「すべてのサンスカーラを取り除くには、命を引き換える献身がいる」と以前ヨギさんがおっしゃったことがあります。献身とは何か調べてみると(献身とは、身を捧げること。自分の利益をかえりみず尽くすこと)と書かれていました。
何年か前、人を不快にさせることを口にしてしまう人がいて、私の指を見て「爪が半分割れてるね(生まれつき親指の爪が半分しか生えてこないのです)。気持ち悪い」と言いました。人の気持ちを考えず自由奔放に言葉を放つその態度に、激しい怒りが湧いてしばらく嫌な思いが続きました。
その日寝る前にそのことを考えていて、何故あの人はああいう言葉を発したのだろう?言葉の奥に秘められた思いは一体何だったんだろう?と考えました。その人自身の状況を考えてみると、他の人とあまり関わることがない孤独な状況であること、コミュニケーションを取ろうとしたが、素直な性格なためにそのような言葉が出たのだと分かってきました。
自分が不快だったのは、小学生の時クラスの男子に同じようなことを言われてからかわれ、悲しい印象をもったままそのフィルターを通して物事を見ていたからだということに気が付きました。真理をあてがってみると、この肉体は自分ではなくて、神の道具である、本当の私とは一切関係ない。だから何を言われようとも私が傷付く必要はない、そう思えました。
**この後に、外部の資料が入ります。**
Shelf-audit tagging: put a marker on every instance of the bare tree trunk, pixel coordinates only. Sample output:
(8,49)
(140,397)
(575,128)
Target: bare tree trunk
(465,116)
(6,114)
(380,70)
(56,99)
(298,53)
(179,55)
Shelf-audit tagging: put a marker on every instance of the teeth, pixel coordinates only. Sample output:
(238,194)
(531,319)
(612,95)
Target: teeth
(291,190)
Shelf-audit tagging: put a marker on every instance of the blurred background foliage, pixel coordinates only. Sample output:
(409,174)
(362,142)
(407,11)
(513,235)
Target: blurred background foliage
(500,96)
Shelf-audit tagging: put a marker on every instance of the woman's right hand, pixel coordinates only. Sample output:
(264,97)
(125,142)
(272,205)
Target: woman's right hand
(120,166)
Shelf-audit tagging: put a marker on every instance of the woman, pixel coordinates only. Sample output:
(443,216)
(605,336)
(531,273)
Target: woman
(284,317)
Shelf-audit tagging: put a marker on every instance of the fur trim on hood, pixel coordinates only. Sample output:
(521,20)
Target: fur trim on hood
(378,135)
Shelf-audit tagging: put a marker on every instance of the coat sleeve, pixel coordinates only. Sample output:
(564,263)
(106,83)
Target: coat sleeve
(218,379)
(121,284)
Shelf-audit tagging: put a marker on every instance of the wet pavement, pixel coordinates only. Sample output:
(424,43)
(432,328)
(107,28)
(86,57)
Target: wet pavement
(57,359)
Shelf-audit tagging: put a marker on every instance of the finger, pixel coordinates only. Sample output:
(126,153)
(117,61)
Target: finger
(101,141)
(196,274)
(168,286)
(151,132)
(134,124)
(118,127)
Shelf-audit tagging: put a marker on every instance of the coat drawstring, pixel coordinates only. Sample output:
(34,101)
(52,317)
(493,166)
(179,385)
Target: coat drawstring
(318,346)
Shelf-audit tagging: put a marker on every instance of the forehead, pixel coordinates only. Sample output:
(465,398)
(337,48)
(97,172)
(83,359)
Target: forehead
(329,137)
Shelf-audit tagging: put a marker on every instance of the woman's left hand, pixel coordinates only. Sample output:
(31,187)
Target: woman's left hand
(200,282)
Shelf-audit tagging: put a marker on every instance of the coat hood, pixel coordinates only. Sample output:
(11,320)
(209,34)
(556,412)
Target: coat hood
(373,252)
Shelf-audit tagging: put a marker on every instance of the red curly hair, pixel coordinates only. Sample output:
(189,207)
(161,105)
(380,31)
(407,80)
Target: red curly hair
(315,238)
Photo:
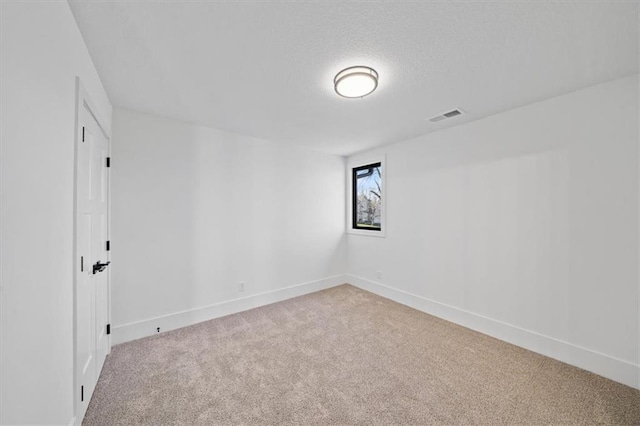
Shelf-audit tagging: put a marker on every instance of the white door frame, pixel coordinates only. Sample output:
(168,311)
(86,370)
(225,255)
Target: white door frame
(83,100)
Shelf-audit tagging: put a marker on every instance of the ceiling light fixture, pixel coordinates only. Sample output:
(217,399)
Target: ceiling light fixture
(355,82)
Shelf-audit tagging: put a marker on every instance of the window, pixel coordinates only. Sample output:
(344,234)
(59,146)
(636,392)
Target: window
(367,207)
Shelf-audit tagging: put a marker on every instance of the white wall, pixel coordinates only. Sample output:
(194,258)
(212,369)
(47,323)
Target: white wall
(523,225)
(196,210)
(42,53)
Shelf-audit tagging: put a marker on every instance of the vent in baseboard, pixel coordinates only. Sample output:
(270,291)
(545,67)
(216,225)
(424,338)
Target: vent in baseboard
(446,115)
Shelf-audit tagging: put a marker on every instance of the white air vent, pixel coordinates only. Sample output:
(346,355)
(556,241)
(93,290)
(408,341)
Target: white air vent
(449,114)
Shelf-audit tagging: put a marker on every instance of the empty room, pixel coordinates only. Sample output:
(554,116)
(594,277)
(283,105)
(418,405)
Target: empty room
(319,212)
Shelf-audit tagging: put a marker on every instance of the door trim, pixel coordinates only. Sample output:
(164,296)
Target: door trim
(83,100)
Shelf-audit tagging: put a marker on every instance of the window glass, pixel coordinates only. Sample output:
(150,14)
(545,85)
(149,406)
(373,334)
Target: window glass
(367,197)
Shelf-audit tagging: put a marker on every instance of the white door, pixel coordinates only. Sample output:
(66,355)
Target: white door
(92,219)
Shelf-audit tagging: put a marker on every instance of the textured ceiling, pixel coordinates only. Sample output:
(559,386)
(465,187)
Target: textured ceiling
(266,69)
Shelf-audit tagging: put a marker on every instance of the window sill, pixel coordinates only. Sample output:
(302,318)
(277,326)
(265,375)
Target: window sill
(366,233)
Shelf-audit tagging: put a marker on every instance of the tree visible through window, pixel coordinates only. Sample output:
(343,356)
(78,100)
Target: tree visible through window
(367,197)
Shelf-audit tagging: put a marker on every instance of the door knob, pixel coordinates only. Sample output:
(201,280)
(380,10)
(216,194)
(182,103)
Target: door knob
(99,267)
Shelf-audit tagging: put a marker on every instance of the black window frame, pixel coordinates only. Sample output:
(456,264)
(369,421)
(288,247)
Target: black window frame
(354,196)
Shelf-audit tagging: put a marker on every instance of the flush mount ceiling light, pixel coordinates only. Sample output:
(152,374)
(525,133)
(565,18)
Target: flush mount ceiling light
(355,82)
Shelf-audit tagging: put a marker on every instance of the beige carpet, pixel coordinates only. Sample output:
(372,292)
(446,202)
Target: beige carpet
(345,356)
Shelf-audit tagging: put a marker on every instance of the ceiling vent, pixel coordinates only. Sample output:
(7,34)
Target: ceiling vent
(446,115)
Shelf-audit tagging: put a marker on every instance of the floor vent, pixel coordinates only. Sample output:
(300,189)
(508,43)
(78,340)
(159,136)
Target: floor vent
(449,114)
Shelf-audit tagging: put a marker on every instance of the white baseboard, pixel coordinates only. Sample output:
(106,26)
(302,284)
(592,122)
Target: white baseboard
(604,365)
(136,330)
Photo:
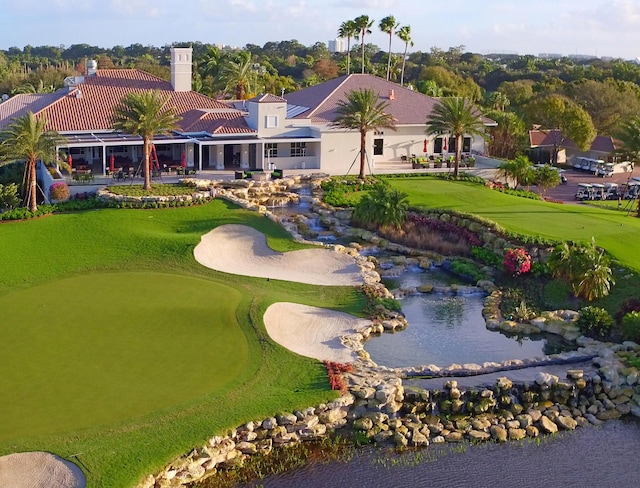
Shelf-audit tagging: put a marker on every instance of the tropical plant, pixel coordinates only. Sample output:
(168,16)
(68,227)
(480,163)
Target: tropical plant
(630,327)
(364,27)
(348,29)
(517,261)
(388,26)
(26,138)
(519,170)
(585,268)
(546,177)
(361,111)
(404,33)
(382,206)
(237,74)
(456,116)
(594,322)
(8,196)
(145,114)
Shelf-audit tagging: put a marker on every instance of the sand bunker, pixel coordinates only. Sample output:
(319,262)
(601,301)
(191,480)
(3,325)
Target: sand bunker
(312,332)
(39,470)
(242,250)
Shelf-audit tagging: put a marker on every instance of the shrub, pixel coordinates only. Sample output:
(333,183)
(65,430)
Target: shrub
(59,191)
(631,327)
(517,261)
(594,322)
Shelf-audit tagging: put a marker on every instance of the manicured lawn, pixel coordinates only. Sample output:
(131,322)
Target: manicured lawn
(119,347)
(618,233)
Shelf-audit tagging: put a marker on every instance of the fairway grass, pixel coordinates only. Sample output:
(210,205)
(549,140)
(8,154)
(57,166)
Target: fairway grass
(108,350)
(615,231)
(120,350)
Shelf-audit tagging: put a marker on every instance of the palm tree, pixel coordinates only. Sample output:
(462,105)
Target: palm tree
(388,25)
(145,114)
(404,33)
(347,30)
(364,27)
(237,73)
(456,116)
(26,138)
(361,111)
(519,170)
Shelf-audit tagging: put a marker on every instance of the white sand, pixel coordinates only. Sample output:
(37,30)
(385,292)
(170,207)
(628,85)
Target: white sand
(242,250)
(39,470)
(312,332)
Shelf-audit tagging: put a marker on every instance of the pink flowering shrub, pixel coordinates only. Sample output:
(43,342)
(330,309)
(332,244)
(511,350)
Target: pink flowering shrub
(59,191)
(517,261)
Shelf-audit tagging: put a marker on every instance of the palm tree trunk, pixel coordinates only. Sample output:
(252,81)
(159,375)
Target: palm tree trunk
(31,194)
(145,171)
(389,60)
(404,60)
(456,163)
(363,152)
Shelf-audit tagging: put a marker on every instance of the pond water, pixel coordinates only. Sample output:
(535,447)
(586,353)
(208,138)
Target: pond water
(602,456)
(445,329)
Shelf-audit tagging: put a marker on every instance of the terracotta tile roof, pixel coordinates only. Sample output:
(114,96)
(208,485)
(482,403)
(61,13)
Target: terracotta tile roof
(215,122)
(407,106)
(89,106)
(18,105)
(268,98)
(547,138)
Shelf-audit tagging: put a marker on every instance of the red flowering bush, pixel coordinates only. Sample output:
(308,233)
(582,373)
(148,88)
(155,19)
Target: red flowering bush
(59,191)
(517,261)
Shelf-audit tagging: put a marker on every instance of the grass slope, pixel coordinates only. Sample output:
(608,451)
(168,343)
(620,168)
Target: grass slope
(143,257)
(618,233)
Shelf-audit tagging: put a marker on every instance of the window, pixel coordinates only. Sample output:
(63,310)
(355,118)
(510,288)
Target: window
(298,149)
(271,121)
(270,150)
(378,147)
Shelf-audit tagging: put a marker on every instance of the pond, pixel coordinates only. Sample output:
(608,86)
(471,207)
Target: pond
(444,329)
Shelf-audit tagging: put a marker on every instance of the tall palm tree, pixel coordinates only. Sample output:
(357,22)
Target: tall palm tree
(361,111)
(456,116)
(26,138)
(237,73)
(404,33)
(364,27)
(388,26)
(347,30)
(145,114)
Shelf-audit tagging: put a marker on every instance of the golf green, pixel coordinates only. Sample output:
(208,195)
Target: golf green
(99,349)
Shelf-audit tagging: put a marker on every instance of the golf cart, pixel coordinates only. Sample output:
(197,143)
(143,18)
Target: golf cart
(611,191)
(584,191)
(598,191)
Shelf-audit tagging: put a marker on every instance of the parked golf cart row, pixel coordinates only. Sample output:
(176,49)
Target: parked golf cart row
(608,191)
(596,166)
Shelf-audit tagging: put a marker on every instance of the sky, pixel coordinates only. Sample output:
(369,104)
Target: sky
(603,28)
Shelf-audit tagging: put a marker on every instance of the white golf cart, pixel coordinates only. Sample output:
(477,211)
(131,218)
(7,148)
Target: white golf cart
(584,191)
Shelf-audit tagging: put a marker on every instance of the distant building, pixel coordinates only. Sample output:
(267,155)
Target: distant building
(337,46)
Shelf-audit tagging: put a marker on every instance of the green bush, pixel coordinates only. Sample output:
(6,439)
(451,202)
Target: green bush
(631,327)
(594,322)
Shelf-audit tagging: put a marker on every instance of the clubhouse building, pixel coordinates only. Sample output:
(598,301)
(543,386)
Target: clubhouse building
(289,132)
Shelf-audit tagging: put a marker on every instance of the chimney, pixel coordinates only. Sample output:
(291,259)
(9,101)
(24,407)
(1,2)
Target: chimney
(181,65)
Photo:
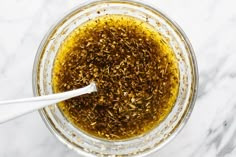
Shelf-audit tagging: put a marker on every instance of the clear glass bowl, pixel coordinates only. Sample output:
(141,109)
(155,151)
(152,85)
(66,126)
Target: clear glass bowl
(142,145)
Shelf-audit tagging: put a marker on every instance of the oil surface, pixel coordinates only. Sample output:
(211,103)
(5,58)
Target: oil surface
(135,71)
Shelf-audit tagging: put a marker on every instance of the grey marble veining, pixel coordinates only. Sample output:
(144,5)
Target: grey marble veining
(211,28)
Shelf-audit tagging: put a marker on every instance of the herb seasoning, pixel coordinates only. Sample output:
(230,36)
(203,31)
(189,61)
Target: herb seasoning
(135,71)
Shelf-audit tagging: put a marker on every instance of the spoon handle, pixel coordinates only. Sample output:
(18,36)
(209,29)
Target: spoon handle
(15,108)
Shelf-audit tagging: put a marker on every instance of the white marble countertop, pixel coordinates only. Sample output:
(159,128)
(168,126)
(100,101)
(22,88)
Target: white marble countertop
(211,28)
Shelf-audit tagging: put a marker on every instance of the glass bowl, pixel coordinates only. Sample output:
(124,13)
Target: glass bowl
(142,145)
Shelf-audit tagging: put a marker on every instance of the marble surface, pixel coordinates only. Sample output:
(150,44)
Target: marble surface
(211,28)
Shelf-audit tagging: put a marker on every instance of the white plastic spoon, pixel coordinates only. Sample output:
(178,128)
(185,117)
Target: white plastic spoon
(15,108)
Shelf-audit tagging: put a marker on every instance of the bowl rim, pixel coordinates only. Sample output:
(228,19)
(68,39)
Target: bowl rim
(195,79)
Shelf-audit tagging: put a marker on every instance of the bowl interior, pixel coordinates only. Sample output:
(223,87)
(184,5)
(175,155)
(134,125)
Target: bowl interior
(153,140)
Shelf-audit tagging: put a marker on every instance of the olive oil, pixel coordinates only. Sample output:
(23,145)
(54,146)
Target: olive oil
(135,70)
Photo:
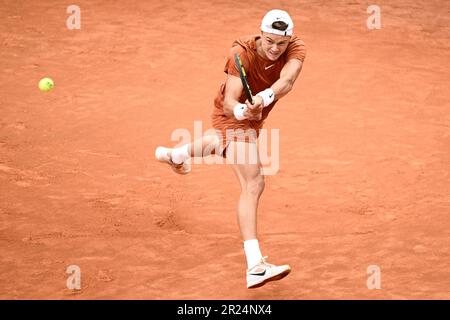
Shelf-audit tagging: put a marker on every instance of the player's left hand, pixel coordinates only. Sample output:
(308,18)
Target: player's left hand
(255,110)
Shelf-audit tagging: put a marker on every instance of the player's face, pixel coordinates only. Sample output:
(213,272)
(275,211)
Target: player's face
(273,45)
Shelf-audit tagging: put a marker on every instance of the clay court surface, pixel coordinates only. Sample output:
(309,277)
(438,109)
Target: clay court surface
(364,153)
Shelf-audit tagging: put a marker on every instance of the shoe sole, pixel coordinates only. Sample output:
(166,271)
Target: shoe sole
(274,278)
(170,163)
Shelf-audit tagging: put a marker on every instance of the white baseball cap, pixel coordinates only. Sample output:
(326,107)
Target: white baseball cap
(269,24)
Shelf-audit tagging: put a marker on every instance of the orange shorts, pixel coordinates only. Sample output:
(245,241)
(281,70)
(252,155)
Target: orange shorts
(249,135)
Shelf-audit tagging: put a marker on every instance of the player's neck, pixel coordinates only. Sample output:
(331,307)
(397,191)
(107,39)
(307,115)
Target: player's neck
(260,51)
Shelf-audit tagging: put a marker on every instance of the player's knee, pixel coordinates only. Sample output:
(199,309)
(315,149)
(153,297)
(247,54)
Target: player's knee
(255,186)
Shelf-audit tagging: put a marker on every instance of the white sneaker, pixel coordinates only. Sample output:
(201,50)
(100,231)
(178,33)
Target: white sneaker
(265,272)
(163,154)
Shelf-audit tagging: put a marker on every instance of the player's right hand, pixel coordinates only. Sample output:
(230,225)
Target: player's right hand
(254,111)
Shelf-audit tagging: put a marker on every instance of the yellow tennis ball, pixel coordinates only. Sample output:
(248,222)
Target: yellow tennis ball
(46,84)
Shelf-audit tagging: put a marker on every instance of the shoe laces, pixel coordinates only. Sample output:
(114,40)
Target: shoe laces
(264,262)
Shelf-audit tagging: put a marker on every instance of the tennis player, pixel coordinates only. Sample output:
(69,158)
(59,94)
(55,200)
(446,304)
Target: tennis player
(273,60)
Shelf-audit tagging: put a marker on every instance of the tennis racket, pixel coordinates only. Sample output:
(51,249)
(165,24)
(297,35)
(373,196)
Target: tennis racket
(240,67)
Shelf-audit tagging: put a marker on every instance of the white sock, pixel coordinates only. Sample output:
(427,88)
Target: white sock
(252,252)
(181,154)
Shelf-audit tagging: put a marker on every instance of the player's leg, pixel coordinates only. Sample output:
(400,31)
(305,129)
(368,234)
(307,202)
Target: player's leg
(178,158)
(252,186)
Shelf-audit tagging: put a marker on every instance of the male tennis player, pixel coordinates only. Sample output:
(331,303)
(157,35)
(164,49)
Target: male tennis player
(272,60)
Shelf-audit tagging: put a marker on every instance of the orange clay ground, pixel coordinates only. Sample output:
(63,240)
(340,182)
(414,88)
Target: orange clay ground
(364,153)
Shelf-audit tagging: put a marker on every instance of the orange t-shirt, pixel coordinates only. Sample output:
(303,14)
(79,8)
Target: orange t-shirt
(261,74)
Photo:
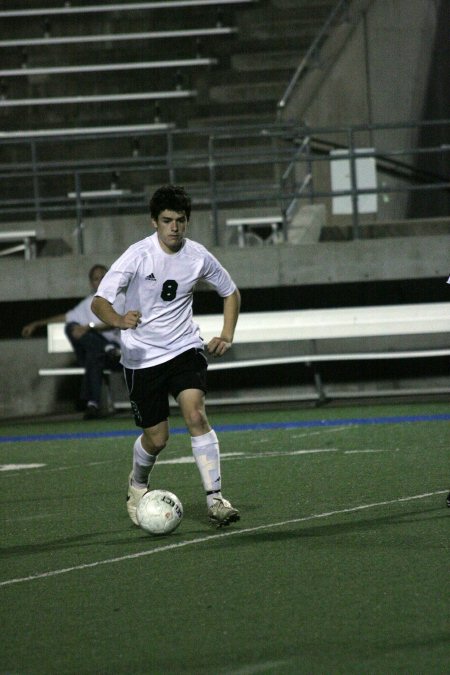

次の日からその人と話す機会があると、この身すべてを差し出す覚悟で向かい合いました。その人の語る思いに集中していくよう毎回努めていると、いつの間にかその人の気持ちがよく理解できるようになり、自然に本音を言ってもらえるような、そんな関係が築けるようになっていきました。
それから何年か経ち、爪のことを言った人がまた同じこと(爪のこと)を言いました。けれどそこには以前感じた嫌悪感はありませんでした。その人の性格が分かってきたことに加え、肉体をただの物質と見なしている自分がいました。「爪は生まれつきやけど、あんまりない形で格好いいやろう?」と冗談を言う余裕さえありました。
後で振り返って、こういう機会がなかったら私は自らの肉体を物質として扱っただろうか?と考えました。心が反応して逃げ出したくなるときこそ、サンスカーラを取り除くチャンス。どこにいても喜びだけを感じる自分になるまで、取り組んでいこうと思います。